Jak dzieci bawiące się na rynku…
W mediach słowackich od wielu dni wrze jak w ulu. Benedykt XVI odwołał 52-letniego abpa Trnawy Roberta Bezaka. Rządził zaledwie trzy lata. Dziennikarze biorą go w obronę, sugerując, że motywem były lokalne rozgrywki: "Komuś nadepnął na odcisk i ukarano go. Mówił o trudnych […] sprawach jasno i głośno, a to wielu ludziom w słowackim episkopacie i w Watykanie się nie podoba" - czytamy na jednym z portali.

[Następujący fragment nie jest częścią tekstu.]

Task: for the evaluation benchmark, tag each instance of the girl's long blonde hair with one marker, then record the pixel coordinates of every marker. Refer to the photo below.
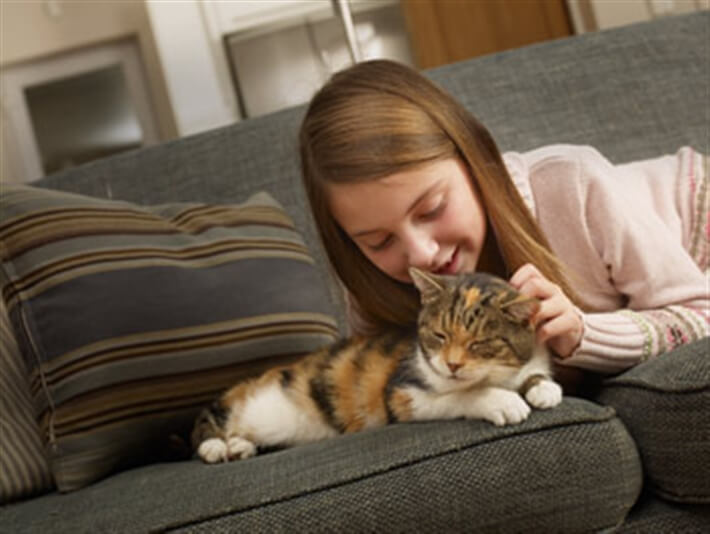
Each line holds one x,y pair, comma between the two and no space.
378,118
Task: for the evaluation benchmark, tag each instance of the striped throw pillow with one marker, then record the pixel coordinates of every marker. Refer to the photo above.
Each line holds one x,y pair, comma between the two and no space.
24,469
131,318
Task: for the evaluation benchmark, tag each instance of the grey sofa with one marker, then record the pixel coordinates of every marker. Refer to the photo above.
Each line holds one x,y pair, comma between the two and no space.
630,457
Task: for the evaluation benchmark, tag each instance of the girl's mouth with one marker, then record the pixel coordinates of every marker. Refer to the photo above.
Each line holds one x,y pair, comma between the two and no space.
452,266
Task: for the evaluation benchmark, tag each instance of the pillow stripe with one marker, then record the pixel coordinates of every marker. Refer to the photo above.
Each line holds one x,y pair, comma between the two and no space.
155,397
41,279
44,230
24,469
52,373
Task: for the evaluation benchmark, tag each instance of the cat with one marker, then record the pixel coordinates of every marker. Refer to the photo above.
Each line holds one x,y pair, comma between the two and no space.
473,355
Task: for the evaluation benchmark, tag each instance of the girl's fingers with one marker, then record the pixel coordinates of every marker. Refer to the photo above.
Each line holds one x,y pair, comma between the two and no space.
539,287
561,325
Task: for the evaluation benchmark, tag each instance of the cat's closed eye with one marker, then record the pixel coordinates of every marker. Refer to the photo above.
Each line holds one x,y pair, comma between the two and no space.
440,336
483,348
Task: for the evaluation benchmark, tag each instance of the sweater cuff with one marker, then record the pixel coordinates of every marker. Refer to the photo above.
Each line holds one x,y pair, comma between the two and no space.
611,342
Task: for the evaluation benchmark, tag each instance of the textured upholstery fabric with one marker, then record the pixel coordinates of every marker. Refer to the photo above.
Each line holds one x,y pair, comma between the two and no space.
453,476
652,514
24,468
665,403
130,319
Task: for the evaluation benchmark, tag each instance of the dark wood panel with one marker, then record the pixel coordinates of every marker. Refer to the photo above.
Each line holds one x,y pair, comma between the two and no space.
443,31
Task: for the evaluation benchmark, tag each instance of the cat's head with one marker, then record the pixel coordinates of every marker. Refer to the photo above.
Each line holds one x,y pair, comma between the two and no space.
474,328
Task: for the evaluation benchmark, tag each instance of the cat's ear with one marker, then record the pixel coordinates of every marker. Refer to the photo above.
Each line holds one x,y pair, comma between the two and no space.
429,285
521,308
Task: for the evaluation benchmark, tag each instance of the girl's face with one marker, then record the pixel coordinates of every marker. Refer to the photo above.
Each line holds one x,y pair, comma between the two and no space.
429,217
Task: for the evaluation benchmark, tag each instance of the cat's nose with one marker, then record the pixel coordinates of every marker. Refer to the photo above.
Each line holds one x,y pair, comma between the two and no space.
453,367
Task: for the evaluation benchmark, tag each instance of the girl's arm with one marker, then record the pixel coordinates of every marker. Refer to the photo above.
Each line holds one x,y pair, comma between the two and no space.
644,227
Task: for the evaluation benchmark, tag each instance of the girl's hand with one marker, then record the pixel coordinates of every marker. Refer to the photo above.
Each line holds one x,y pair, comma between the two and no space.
558,323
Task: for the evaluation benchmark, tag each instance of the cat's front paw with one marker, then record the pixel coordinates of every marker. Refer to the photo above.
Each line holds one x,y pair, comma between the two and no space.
213,450
240,448
545,394
507,409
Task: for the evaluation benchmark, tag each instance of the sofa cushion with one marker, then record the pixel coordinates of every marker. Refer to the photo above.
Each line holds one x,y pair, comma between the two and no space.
24,468
131,318
664,403
652,514
570,469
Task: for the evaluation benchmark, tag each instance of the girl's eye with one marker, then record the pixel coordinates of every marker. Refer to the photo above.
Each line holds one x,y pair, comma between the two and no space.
434,213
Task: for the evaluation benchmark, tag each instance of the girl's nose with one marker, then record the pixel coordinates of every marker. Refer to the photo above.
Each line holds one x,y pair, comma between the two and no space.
421,250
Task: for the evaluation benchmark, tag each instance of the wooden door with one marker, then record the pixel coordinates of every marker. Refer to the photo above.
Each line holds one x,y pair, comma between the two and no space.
444,31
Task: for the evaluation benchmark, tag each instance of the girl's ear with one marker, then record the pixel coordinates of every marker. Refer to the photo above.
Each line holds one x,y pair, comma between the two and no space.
429,285
521,308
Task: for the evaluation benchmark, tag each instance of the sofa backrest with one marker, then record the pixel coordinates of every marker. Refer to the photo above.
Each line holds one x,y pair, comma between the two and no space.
632,92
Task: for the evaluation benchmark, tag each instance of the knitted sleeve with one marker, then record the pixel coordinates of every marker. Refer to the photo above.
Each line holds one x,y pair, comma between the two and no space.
656,252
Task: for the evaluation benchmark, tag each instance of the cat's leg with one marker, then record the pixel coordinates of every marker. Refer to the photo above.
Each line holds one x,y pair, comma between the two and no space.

Wrzawa jest tym większa, że stylem rządzenia arcybiskup zyskał sobie popularność. Nie jest to pierwsza dyscyplinarna dymisja biskupa w ostatnim czasie. Na początku roku Papież przyjął rezygnację bpa Gavina Zavalego w USA, który - jak pisała prasa - miał dwójkę dzieci. W Australii odwołano 70-letniego bpa Canberry Patricka Powera, który otwarcie nawoływał do święcenia kobiet i zniesienia celibatu. Głośna była też dymisja bpa Fernanda Marii Bargallego w Argentynie, którego - podobnie jak wypadku bpa Zavalego - odwołano ze względów moralnych.
Można by powiedzieć, że w Kościele idzie nowe, ponieważ - jak się zdaje - szybciej niż dotychczas pociąga się do odpowiedzialności nie tylko szeregowych księży i zakonników, ale także pasterzy diecezji, którzy za sprawowanie funkcji odpowiadają bezpośrednio przed Papieżem.
Wielokrotnie, przy okazji nagłośnionych skandali z udziałem biskupów, media zarzucały Watykanowi, że kryją "swoich", zamiatając śmieci pod dywan. Gdy teraz Ojciec Święty odważnie daje sygnał Kościołowi, że nie będzie tolerancji dla buntu wobec nauczania Stolicy Apostolskiej i niemoralnych zachowań pasterzy, media biorą w obronę rzekomo "pokrzywdzonych". Tak źle i tak niedobrze. Dlaczego? Bo wiele mediów karmi się sensacją, sianiem paniki i tanim populizmem, a nie dochodzeniem do prawdy. Są "podobne do dzieci, które przebywają na rynku i głośno przymawiają jedne drugim: «Przygrywaliśmy wam, a nie tańczyliście; biadaliśmy, a wyście nie płakali»" (Łk 7, 32).
Dymisje dyscyplinarne pasterzy w Kościele to żadna sensacja. Istniały zawsze. Wystarczy wspomnieć dwa polskie przypadki. To tylko przypomnienie, że biskup winien być - jak to napisał Paweł Apostoł - "nienaganny, […] trzeźwy, rozsądny, przyzwoity, gościnny, sposobny do nauczania, […] opanowany, niekłótliwy, niechciwy na grosz, dobrze rządzący własnym domem. […] Powinien mieć dobre świadectwo ze strony tych, którzy są z zewnątrz, żeby się nie naraził na wzgardę i sidła diabelskie" (1 Tm 3, 2-7). W nawis z trzema kropkami wziąłem słowa, że biskup ma być "mężem jednej żony", ponieważ - póki co - w Kościele katolickim duchownych obowiązuje celibat, na który dobrowolnie wyrazili zgodę. Ojciec Stanisław Musiał SJ w sprawie celibatu mawiał: "Jeżeli umówiliśmy się, że gramy w szachy, to grajmy w szachy, i - w trakcie trwania partii - nie przechodźmy na grę w warcaby".
Dlaczego Papież odwołał abpa Bezaka? To akurat mnie osobiście mniej interesuje. Mam zaufanie do Benedykta XVI.